Another writer we sadly lost recently was James Herbert, and so I read the last of his works: Ash. I was reading James when I was teen, and he’s been something of a comfortable and familiar British institution.

Pradee by fellow Musa author Clarissa Johal wasn’t what I expected. Her tale of ‘critters’ accused of poisoning one of the Elders in their village sets them in search of an artifact that allows one to see the past and change the future…but should they use it? I can see why the write up for the book refers to the tradition of The Dark Crystal by Jim Henson and Frank Oz. I felt it could do with a slight tidy, but was otherwise delightful and has great potential. Should be in the hands of a large children’s publisher.

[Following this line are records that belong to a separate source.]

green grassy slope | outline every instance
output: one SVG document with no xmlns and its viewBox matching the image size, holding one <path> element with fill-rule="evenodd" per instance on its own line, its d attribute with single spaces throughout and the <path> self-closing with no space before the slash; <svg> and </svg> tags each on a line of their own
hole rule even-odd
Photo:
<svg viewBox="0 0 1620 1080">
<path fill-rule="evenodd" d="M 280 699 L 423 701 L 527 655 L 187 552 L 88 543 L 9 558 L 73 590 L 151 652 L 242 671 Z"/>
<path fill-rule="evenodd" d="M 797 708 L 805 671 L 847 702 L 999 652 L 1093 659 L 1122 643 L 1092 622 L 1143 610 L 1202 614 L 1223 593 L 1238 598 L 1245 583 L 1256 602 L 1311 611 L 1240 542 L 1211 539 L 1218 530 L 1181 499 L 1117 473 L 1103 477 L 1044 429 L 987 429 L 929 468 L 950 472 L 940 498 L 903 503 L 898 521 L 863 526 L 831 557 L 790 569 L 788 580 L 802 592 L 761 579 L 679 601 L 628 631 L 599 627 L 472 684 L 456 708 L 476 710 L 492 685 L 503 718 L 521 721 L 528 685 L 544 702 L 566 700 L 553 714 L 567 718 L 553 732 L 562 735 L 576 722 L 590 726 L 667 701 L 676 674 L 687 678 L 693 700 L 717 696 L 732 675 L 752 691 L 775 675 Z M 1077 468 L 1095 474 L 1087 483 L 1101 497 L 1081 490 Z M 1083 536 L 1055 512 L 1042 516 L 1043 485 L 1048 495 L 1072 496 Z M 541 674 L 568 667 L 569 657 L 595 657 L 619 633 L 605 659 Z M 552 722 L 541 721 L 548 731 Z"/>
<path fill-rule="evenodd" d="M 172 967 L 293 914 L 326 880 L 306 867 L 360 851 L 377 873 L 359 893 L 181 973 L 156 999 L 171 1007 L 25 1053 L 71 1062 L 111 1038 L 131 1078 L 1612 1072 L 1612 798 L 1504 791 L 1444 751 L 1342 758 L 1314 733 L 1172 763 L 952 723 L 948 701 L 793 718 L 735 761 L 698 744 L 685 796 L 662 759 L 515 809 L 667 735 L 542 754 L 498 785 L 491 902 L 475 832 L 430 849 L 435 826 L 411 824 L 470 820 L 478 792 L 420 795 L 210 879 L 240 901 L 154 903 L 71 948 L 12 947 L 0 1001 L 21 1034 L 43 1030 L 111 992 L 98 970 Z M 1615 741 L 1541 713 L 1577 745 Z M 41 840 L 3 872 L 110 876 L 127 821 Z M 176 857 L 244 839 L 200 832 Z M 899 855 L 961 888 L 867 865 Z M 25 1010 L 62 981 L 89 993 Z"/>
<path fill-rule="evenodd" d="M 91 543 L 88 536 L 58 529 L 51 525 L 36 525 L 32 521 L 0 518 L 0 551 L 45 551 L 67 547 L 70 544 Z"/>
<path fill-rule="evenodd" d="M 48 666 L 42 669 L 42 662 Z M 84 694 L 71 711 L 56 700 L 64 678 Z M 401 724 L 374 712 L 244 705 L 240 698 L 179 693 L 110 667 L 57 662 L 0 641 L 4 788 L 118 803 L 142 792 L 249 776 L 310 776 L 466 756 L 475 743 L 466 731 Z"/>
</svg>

One of my favourite authors is Christopher Moore, and I added another of his titles to my ‘read’ pile with Fluke — an amusing and surprising tale/tail that takes the reader beneath the sea. His work is zany in an intelligent way. All his books have his familiar style yet in another sense they could be called multi-genre as one may be about god, whales, zombies, or some voodoo queen on a mysterious isle. You kind of have to appreciate touches of Douglas Adams to like C.Moore. Fluke is about marine behavioural biologist, Nate Quinn, and begins on the day he sees a whale lift its tail to reveal the words ‘Bite Me’ on its flukes. It completely had me going and guessing and even when I thought I had it figured out, the truth was even more bizarre. Great fun.

I’ve loved The Dark Tower series by Stephen King; however, while The Wind Through the Keyhole was a pleasant read, but I cannot say it adds to the series in any particular way. One for the fans of Roland’s quest.

I picked up a signed copy of The Winter Ghosts, by Kate Mosse and was really looking forward to it. I admire the weaving of this tale from the research, but it felt too short, and from the blurb I expected something with more emotional attachment and just ‘bigger’ somehow. Don’t think I’m giving much away to say pleasant, somewhat historically interesting, but lightweight ghost story. A case of the blurb outshining the contents more than a little, making for higher expectations.

I finished the year and began the next with Under The Dome, by Stephen King It’s the sort of book he does so well and the perfect example of why I don’t think of him as a horror writer. His books are very character driven and apart from the paranormal aspect of this book (the dome itself) it’s very mainstream. The internal politics of the town, the way some characters hold it together in the face of adversity or turn on each other, even commit murder was very well done. It’s a lovely piece of writing. I was impressed with the research and then laughed when King admits in the back that he asked someone to help him with that. Anyone who likes crime or mysteries might also like this book. I was a little disappointed in the ’cause of the dome’ but I couldn’t see any other possible explanation he could have used. King tends to say some stories are about the journey rather than the destination, and I agree. This is all about the people in the town. Having since seen the first two episodes of the series, my advice is read the book.